Caller ID is broken. It is trivial to spoof your own phone number because the
receiving network assumes your honesty. You can tell them pretty much anything
as far as your caller ID number, and they will relay it onto their customers.

Things can be done, but they are expensive and require everything to work
together. The networks need to start a catalogue of who owns number blocks and
then check inter-network calls to check that caller ID numbers are within the
blocks provided (and bounce the call if they're not).

Additionally smaller interconnection networks (i.e. those that provided VoIP
to telephone network interconnects) need to start putting caller ID
information into their outgoing calls rather than allowing clients to do it,
they can then verify that the client owns the number before allowing it.

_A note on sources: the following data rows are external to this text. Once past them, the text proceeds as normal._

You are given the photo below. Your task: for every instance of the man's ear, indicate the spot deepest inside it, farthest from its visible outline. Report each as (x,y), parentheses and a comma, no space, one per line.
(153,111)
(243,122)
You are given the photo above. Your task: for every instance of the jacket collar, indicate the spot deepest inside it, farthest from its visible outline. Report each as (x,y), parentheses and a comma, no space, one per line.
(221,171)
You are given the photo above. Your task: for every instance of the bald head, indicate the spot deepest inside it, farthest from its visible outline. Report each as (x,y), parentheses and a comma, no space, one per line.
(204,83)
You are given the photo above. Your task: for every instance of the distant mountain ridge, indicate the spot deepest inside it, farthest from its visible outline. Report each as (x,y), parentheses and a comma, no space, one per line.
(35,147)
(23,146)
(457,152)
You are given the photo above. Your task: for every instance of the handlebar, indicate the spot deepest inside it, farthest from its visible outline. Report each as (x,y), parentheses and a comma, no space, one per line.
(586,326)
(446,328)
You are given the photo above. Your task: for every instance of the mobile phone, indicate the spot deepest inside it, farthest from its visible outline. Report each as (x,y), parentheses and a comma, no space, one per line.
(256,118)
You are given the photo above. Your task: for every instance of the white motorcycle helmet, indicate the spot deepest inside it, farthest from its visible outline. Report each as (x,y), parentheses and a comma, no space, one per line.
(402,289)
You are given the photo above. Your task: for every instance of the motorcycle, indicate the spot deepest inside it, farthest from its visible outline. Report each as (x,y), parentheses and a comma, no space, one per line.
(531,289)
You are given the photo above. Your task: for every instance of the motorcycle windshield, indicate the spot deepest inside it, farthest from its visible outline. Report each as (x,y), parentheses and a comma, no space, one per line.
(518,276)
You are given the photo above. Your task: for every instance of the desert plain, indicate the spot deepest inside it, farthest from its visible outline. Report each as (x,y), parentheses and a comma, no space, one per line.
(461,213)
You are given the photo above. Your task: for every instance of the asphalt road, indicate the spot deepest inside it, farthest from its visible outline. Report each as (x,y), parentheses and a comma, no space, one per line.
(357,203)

The TL;DR: In the US only an act of congress can fix the current situation,
but such an act would be expensive for phone companies and they have enough
lobbying power to kill it dead.

So in answer to your concern: No. Verizon cannot stop someone spoofing your
phone number, and in order to fix it for you they and other phone companies
need a massive retrofit.

------
seiji
Depends on what you mean by "spoof."

Anybody can generate custom outgoing caller ID numbers. That's not really a
"spoof," that's just lying about who you are when you make a call.

Most phone "spoofing" would be if someone cloned your phone number and the
phone was registered multiple times on the same network, so when you got a
call, one or more of the phones would ring at the same time.

------
MalcolmDiggs
Phones calls, in a sense, are like email was before SPF records and DKIM: The
honor system. If you say you're XYZ, the receiving unit is inclined to believe
you.

So no, it's not the carrier's fault, and it's not something they can control.

Designing an authentication/verification system is non-trivial but not
impossible. There's just little political-will to actually do it.

As a side note, this is why you should always set a passcode on your voicemail
box. Many folks have their voicemail set to skip passcode-authentication when
they're calling in from their own cell phone number. The problem is: if
someone spoofs your number and calls into your voicemail box, they've got
unfettered access.

------
bediger4000
Verizon wireless are hopeless at customer service. I called about the 4 or 5
"Rachel from Cardholder Services" calls per day I was getting last summer. The
Customer "Service" Rep claimed never to have heard of such a thing, and
clutched his pearls, as if spoofing your Caller ID information was unheard of!
He suggested blocking the telephone number, which is no help, as they usually
call at most twice with the same spoofed number.

If I had a choice, I'd dump VZW in a hearbeat.

------
jordsmi
You can spoof any phone number, it has nothing to do with verizon.